Determine missing number in data stream
-
16-10-2019 - |
Pergunta
We receive a stream of $n-1$ pairwise different numbers from the set $\left\{1,\dots,n\right\}$.
How can I determine the missing number with an algorithm that reads the stream once and uses a memory of only $O(\log_2 n)$ bits?
Solução
You know $\sum_{i=1}^n i = \frac{n(n+1)}{2}$, and because $S = \frac{n(n+1)}{2}$ could be coded in $O(\log(n))$ bits this can be done in $O(\log n)$ memory and in one path (just find $S - \mathrm{currentSum}$, this is missing number).
But this problem could be solved in general case (for constant $k$): we have $k$ missing numbers, find out all of them. In this case instead of calculating just sum of $y_i$, calculate sum of j'st power of $x_i$ for all $1\le j \le k$ (I assumed $x_i$ is missing numbers and $y_i$ is input numbers):
$\qquad \displaystyle \begin{align} \sum_{i=1}^k x_i &= S_1,\\ \sum_{i=1}^k x_i^2 &= S_2,\\ &\vdots \\ \sum_{i=1}^k x_i^k &= S_k \end{align}$ $\qquad (1)$
Remember that you can calculate $S_1,...S_k$ simply, because $S_1 = S - \sum y_i$, $S_2 = \sum i^2 - \sum y_i^2$, ...
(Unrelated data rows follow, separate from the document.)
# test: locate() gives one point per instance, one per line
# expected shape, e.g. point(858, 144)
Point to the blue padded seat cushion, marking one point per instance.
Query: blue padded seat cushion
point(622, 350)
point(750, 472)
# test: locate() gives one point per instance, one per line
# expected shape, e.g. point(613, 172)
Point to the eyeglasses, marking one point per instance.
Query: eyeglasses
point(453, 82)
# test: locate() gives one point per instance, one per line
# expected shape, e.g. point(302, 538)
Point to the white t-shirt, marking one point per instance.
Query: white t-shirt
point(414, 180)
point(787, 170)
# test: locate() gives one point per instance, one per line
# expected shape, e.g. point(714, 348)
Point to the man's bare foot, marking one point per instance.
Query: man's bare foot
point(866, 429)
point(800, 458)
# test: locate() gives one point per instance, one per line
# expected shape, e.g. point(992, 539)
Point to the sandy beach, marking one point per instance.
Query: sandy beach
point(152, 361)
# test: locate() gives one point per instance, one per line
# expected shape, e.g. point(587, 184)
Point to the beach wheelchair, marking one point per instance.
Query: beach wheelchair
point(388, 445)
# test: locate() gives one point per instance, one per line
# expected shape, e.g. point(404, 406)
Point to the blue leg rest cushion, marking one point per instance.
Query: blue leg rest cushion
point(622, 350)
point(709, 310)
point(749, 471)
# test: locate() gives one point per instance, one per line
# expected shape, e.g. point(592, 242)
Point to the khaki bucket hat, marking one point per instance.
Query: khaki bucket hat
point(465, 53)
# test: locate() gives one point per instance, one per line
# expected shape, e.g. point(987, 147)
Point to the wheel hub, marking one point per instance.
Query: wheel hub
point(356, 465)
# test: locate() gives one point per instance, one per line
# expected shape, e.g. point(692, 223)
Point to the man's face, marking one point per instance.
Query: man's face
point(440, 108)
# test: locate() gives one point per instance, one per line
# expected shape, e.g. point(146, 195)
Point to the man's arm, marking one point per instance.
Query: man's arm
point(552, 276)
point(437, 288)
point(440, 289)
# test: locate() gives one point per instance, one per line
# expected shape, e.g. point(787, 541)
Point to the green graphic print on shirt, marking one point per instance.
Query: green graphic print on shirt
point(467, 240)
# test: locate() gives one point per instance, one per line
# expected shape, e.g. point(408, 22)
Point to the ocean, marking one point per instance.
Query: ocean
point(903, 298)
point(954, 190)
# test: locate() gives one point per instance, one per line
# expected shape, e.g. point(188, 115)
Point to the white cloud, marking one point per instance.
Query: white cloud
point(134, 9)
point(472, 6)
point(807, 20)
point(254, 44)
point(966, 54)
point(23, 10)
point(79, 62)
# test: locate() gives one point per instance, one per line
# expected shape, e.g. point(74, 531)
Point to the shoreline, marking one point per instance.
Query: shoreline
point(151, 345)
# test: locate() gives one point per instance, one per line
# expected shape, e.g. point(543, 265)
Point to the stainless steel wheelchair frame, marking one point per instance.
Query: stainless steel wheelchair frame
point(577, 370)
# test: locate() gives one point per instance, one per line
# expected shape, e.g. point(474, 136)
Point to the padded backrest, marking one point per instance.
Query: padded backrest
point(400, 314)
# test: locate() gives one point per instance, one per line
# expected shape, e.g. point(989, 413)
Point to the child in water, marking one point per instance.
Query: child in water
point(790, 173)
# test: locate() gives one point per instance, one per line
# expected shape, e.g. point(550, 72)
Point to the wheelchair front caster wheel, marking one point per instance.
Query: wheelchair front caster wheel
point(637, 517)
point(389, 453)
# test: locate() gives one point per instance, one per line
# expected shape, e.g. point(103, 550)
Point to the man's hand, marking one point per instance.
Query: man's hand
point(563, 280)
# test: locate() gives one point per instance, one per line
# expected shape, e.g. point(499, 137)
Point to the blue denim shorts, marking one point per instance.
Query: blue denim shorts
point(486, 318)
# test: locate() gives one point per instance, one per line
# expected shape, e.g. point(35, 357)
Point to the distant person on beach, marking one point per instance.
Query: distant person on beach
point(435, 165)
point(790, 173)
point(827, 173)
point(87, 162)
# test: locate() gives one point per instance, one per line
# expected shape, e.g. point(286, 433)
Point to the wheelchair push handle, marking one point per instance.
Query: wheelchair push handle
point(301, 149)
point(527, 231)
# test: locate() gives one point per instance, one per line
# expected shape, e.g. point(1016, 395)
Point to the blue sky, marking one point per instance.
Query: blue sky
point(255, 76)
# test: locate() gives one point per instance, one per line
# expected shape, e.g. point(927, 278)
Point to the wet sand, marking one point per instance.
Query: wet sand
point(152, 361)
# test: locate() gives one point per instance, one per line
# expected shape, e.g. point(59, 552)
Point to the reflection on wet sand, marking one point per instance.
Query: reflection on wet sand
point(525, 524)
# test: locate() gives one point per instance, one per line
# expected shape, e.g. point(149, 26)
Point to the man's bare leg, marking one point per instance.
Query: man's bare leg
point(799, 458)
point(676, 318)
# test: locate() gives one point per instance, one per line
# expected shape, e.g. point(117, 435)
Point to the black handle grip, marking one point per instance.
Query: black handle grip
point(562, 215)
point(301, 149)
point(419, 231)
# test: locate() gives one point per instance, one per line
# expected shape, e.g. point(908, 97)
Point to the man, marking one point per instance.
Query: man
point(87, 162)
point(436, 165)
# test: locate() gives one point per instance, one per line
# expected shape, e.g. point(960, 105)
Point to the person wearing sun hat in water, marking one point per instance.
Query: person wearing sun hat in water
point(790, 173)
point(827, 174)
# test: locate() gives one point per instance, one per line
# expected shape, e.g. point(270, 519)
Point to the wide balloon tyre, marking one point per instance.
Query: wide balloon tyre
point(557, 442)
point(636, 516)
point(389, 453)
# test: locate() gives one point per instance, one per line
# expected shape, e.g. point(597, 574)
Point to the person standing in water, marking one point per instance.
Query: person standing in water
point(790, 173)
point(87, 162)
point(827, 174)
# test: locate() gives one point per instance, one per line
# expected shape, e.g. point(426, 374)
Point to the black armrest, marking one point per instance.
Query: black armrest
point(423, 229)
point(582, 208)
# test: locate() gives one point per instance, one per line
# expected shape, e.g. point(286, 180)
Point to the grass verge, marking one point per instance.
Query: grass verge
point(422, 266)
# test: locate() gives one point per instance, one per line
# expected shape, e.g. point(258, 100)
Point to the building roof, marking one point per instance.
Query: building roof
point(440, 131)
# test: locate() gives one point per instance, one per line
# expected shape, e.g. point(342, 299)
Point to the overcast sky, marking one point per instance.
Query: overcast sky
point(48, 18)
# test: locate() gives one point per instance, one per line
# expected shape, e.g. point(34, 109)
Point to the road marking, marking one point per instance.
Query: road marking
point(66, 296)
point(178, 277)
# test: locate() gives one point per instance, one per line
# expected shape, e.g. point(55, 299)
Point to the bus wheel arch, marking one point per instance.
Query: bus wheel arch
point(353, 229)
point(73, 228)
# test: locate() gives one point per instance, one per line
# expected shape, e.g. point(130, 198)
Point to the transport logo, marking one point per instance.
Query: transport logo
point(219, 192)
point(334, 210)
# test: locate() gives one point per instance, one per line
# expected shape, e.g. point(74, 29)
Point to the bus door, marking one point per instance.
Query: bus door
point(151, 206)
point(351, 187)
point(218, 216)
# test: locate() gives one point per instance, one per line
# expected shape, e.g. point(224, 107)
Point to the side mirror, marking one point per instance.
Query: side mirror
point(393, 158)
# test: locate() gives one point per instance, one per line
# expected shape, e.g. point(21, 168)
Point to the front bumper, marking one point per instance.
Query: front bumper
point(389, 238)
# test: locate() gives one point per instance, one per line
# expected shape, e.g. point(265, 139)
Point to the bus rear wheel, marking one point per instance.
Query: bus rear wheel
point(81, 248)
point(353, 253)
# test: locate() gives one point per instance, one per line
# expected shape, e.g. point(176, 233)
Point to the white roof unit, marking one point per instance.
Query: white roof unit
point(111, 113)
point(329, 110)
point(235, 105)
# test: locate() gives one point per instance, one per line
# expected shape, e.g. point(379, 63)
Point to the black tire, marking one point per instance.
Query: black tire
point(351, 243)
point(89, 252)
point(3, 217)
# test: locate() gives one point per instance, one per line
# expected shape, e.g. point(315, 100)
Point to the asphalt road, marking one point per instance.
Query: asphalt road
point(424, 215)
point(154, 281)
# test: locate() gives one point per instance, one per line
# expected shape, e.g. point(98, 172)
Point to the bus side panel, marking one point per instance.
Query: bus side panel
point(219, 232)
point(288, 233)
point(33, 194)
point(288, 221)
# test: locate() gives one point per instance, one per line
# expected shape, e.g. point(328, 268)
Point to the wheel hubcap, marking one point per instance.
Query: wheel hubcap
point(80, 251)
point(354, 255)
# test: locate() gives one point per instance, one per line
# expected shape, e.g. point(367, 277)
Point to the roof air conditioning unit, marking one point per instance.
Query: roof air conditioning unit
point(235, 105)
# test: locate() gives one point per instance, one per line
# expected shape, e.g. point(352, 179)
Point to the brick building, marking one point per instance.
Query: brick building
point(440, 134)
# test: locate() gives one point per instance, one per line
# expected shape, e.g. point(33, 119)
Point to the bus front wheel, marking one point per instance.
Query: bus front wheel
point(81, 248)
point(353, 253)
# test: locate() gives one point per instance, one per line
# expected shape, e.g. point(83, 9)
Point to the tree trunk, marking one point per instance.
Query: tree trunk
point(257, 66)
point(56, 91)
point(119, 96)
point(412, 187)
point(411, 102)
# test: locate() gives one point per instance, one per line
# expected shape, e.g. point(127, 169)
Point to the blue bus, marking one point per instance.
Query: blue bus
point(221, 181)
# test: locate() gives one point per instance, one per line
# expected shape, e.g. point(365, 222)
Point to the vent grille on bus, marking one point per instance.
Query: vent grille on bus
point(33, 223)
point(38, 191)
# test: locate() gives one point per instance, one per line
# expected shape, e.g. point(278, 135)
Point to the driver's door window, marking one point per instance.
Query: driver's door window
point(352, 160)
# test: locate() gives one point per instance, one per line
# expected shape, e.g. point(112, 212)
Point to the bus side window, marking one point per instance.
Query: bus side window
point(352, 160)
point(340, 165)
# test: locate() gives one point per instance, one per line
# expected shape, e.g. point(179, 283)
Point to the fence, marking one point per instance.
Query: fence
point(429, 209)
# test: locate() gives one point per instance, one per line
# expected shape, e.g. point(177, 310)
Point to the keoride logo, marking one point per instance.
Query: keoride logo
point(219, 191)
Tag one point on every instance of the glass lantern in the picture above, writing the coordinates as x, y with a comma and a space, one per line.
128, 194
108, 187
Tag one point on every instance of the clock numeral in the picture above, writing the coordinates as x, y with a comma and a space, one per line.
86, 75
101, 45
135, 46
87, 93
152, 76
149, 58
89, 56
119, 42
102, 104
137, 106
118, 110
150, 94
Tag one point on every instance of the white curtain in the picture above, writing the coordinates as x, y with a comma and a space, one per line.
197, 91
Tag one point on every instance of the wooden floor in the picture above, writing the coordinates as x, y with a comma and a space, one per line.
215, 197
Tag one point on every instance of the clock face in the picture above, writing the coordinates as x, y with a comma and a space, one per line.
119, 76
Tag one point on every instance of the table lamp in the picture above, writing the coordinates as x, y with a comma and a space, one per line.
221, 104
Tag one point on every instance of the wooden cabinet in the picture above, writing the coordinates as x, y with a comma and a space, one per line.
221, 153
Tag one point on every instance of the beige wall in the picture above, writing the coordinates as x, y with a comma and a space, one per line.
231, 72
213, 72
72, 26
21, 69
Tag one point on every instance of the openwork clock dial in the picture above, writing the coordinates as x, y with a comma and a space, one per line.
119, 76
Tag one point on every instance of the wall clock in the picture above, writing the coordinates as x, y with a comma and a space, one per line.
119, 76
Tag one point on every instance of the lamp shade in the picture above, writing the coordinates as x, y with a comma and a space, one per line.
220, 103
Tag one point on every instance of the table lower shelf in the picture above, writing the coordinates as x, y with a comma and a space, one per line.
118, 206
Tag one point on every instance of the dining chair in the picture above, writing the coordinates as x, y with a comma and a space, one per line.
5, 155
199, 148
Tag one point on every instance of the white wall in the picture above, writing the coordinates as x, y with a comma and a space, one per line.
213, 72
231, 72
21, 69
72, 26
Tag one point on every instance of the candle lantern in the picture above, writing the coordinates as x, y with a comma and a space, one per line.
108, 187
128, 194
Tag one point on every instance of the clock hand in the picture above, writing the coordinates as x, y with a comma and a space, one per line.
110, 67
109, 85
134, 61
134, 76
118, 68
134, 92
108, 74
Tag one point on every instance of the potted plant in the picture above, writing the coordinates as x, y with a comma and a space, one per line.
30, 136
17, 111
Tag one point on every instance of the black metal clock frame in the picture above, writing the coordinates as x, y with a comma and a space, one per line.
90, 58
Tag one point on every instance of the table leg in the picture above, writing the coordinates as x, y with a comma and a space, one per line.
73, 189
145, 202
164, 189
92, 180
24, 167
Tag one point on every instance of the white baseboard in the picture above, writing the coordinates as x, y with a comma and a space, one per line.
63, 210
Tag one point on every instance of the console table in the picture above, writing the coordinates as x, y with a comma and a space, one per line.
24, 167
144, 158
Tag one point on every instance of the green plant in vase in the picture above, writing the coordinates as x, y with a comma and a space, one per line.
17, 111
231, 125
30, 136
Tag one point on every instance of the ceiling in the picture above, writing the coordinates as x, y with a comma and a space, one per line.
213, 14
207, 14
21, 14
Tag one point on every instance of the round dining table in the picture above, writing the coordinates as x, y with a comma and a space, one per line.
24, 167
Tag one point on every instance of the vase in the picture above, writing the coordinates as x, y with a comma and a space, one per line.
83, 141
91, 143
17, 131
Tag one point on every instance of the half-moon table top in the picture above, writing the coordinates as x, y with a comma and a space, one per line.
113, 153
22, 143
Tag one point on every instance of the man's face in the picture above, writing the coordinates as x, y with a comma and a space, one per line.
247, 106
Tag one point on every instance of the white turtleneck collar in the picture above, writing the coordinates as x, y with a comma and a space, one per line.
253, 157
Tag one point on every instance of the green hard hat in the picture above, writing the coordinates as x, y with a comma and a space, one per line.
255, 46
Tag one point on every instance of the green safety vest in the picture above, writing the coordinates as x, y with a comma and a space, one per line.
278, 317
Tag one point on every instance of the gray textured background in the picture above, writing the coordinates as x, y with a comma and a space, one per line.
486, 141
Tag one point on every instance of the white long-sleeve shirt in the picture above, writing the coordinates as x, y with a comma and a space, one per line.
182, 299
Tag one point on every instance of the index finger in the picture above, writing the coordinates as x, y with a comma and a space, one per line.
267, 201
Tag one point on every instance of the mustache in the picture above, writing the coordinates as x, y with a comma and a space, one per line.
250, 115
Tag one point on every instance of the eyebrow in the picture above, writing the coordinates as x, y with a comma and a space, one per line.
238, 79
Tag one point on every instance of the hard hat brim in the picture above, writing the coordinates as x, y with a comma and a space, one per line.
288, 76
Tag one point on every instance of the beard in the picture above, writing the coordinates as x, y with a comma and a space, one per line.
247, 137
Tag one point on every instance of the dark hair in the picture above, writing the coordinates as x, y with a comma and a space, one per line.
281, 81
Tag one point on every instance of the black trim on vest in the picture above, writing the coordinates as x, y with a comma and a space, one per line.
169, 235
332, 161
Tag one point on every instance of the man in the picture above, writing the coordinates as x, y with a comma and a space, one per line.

Now for finding missing numbers you should solve $(1)$ to find all $x_i$.
You can compute:
$P_1 = \sum x_i$, $P_2 = \sum x_i\cdot x_j$, ... , $P_k = \prod x_i$ $(2)$.
For this remember that $P_1 = S_1$, $P_2 = \frac{S_1^2 - S_2}{2}$, ...
But $P_i$ is coefficients of $P=(x-x_1)\cdot (x-x_2) \cdots (x-x_k)$ but $P$ could be factored uniquely, so you can find missing numbers.
These are not my thoughts; read this.
Outras dicas
From the comment above:
Before processing the stream, allocate $\lceil \log_2 n \rceil$ bits, in which you write $x:= \bigoplus_{i=1}^n \mathrm{bin}(i)$ ($\mathrm{bin}(i)$ is the binary representation of $i$ and $\oplus$ is pointwise exclusive-or). Naively, this takes $\mathcal{O}(n)$ time.
Upon processing the stream, whenever one reads a number $j$, compute $x := x \oplus \mathrm{bin}(j)$. Let $k$ be the single number from $\{ 1, ... n\}$ that is not included in the stream. After having read the whole stream, we have $$ x = \left(\bigoplus_{i=1}^n \mathrm{bin}(i)\right) \oplus \left(\bigoplus_{i \neq k } \mathrm{bin}(i)\right) = \mathrm{bin}(k) \oplus \bigoplus_{i \neq k } (\mathrm{bin}(i) \oplus \mathrm{bin}(i)) = \mathrm{bin}(k), $$ yielding the desired result.
Hence, we used $\mathcal{O}(\log n)$ space, and have an overall runtime of $\mathcal{O}(n)$.
HdM's solution works. I coded it in C++ to test it. I can't limit the value
to $O(\log_2 n)$ bits, but I'm sure you can easily show how only that number of bits is actually set.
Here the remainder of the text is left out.